Quand le Congo-Kinshasa s’éveillera…

Outline map of Democratic Republic of Congo with the national flag superimposed at country outline borders. 3d graphic with shadow and the feeling of space

A Dar es Salam, le président ougandais Yoweri Kaguta Museveni a demandé à son homologue congolais Felix Tshisekedi Tshilombo d’engager un « dialogue » direct avec le M23. Paul Kagame du Rwanda ne dit pas autre chose. « C’est la ligne rouge à ne pas franchir », avait déclaré le chef de l’Etat congolais, le 18 janvier 2025, lors de l’échange de vœux avec le corps diplomatique.

Cette « recommandation » du numéro un Ougandais a été diversement commenté. D’aucuns ont parlé de « trahison ». Au motif que Museveni qui a des contacts avec « Fatshi » ait pu rester sourd et muet sur l’agression de l’Est de la RDC par le Rwanda.

En réalité, les dirigeants rwandais et ougandais restent dans leur logique. Une logique qui remonte au mois d’octobre 1996, lors du lancement de l’AFDL (Alliance des forces démocratiques pour la libération du Congo-Zaïre).

Ladite logique s’appuie sur trois piliers. Primo : installer un « régime ami » à Kinshasa ; un régime qui ne menace pas la sécurité nationale tant de l’Ouganda que du Rwanda. Secundo : empêcher la renaissance d’un Congo fort doté d’une armée dissuasive et Enfin : se faire payer en exploitant les ressources naturelles du Congo.

Dans un documentaire intitulé « L’Afrique en morceaux » réalisé en 2000 par l’Egyptienne Jihan El-Tahri, Museveni n’est pas allé par quatre chemins : « Nous avons fait tout ça pour rien ? ». Dans une interview au magazine « Jeune Afrique/L’Intelligent » en juillet 2001, « Joseph Kabila » est plus explicite : « Nous avons combattu Mobutu les armes à la main en prenant des risques pour nos vies ».

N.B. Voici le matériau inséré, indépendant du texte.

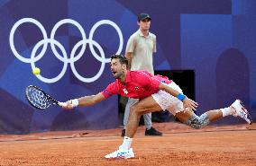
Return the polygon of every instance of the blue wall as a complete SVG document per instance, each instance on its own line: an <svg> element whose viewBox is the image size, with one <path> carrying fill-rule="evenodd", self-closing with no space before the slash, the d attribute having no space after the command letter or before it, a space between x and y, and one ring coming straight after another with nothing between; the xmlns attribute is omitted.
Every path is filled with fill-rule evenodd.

Le 1er octobre 1990, le Front patriotique rwandais attaque le Rwanda de Juvénal Habyarimana. En application de l’article 2-1 de la Convention portant création de la Communauté Economique des Pays des Grands Lacs (CEPGL), le maréchal Mobutu est venu à la rescousse en déployant un bataillon des forces spéciales commandé par le général Donatien Mahele Lieko Bokungu. Les combattants du FPR sont mis en débandade et renvoyés en Ouganda.

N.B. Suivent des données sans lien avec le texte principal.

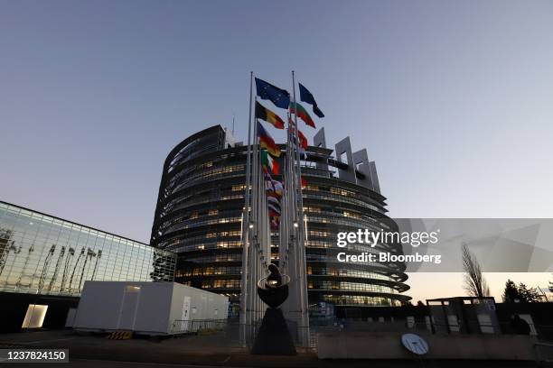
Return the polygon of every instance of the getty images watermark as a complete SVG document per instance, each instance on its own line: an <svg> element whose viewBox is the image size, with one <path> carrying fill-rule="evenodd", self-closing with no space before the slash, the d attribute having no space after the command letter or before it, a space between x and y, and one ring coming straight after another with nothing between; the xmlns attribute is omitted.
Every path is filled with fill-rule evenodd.
<svg viewBox="0 0 553 368"><path fill-rule="evenodd" d="M436 244L440 230L431 232L398 232L398 231L372 231L358 229L356 232L338 233L336 245L345 248L348 245L362 244L375 249L378 244L410 244L412 247L420 245ZM340 252L336 259L341 262L426 262L439 264L442 262L440 254L424 254L417 252L412 254L396 254L390 252L380 251L378 253L361 252L348 254Z"/></svg>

En juillet 1994, le FPR prend le pouvoir à Kigali. On assiste aussitôt à l’arrivée massive des experts américains. On peut gager que ceux-ci n’ont pas manqué de fournir à Kagame et ses camarades des informations tactiques sur l’état de déliquescence des Forces armées zaïroises. Une armée qualifiée à tort « d’armée de Mobutu ». Une armée abandonnée à son triste sort durant les six années et demie de « transition démocratique » émaillée du bras de fer Mobutu-Tshisekedi. Une armée non-entrainée, mal équipée, mal entretenue. Une armée désoeuvrée.

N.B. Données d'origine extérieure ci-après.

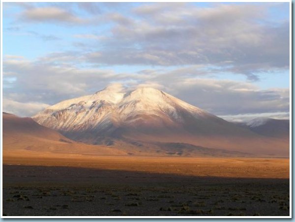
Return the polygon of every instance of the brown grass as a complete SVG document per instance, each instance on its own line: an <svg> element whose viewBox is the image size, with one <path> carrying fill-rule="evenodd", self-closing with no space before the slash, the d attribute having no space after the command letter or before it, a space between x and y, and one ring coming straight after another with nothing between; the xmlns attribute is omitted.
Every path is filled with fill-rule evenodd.
<svg viewBox="0 0 295 222"><path fill-rule="evenodd" d="M99 156L3 150L3 164L221 177L289 178L289 159Z"/></svg>

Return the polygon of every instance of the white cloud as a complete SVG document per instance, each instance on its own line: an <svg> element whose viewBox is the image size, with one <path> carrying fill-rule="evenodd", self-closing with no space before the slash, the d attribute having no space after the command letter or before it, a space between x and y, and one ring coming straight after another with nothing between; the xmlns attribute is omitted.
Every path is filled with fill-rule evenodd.
<svg viewBox="0 0 295 222"><path fill-rule="evenodd" d="M21 19L35 22L56 22L82 24L86 20L58 7L29 8L21 15Z"/></svg>
<svg viewBox="0 0 295 222"><path fill-rule="evenodd" d="M290 106L288 88L262 90L250 83L205 79L208 70L202 66L125 73L12 58L4 59L3 65L4 72L10 73L4 76L9 87L3 89L3 97L22 103L52 105L120 83L129 88L139 85L163 90L217 115L288 112Z"/></svg>
<svg viewBox="0 0 295 222"><path fill-rule="evenodd" d="M22 103L4 98L3 111L19 116L32 116L49 105L40 103Z"/></svg>

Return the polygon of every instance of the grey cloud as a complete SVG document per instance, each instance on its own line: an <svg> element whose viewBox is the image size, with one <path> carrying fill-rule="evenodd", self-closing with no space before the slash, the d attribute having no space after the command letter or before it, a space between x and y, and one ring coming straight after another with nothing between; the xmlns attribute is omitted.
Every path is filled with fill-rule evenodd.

On ne le dit pas assez mais, depuis 1990, les FAZ étaient dans le collimateur de Museveni et de Kagame. A preuve, dès l’accession au pouvoir de LD Kabila à Kinshasa, le Rwandais James Kabarebe, alors colonel, fera interner 45.000 FAZ dans un camp de concentration à Kitona, au Kongo Central. Bilan : plusieurs milliers de morts dont les meilleurs éléments issus de grandes écoles militaires.

Kagame savait qu’un pays dépouillé de son armée ne peut pas se défendre. Museveni ira plus loin en parlant de la Somalie : « Un pays qui n’a pas d’armée ressemble à un homme atteint du Sida dont le système immunitaire ne fonctionne plus ».

Après la mort de Laurent-Désiré Kabila dans les circonstances non-élucidées à ce jour, Un « Ovni politique » est apparu le 17 mai 2001. Il s’agit de « Joseph Kabila ». Inconnu de la grande majorité des Congolais, « Joseph » semble correspondre au « régime ami » souhaité tant par Museveni que Kagame.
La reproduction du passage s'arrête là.